For over three decades, Arthur Jafa (*1960) has produced imagery that reflects and dissects the realities, constructions, and influence of Blackness in contemporary culture – in America and beyond. Through strategies of appropriation as well as lyrical manipulations of industrial and other found materials, his films, paintings, sculptures and installations bring together disparate sources, revealing poignant gaps and connections between them through the power of juxtaposition, and asking viewers to witness alongside him the history, brutality and beauty of the Black experience.
Arthur Jafa
Artist’s Choice: Arthur Jafa – Less Is Morbid
The Museum of Modern Art – MoMA, New York
Through July 5, 2026
For this exhibition – the latest in MoMA’s Artist’s Choice series – Jafa has selected nearly 100 objects from the Museum’s collection.
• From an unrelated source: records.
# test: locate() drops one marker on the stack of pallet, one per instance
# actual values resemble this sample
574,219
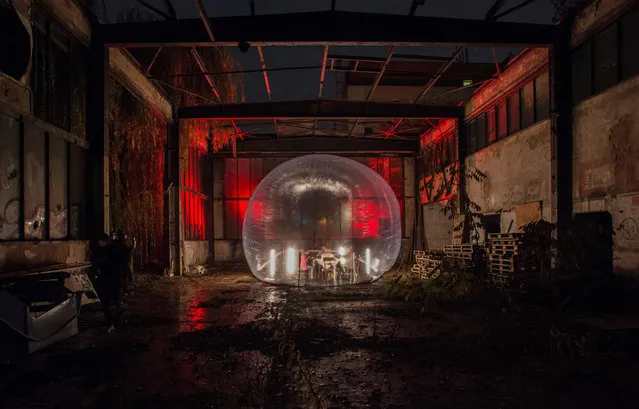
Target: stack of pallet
459,251
506,257
424,266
Placing things beside one another, he creates relationships between pictures and between their makers: Jean-Michel Basquiat and Cy Twombly; Cady Noland and Mark Rothko; Lygia Clark, Roy DeCarava, and Piet Mondrian. Many of the works share an allover approach to composition in which the picture exceeds its physical frame. Seen together, the installation of works collapses typically opposed ideas and approaches – minimalist/maximalist, sparse/dense, atomic/cosmological, individual/collective – as well as the hierarchies that emerge from this kind of binary thinking.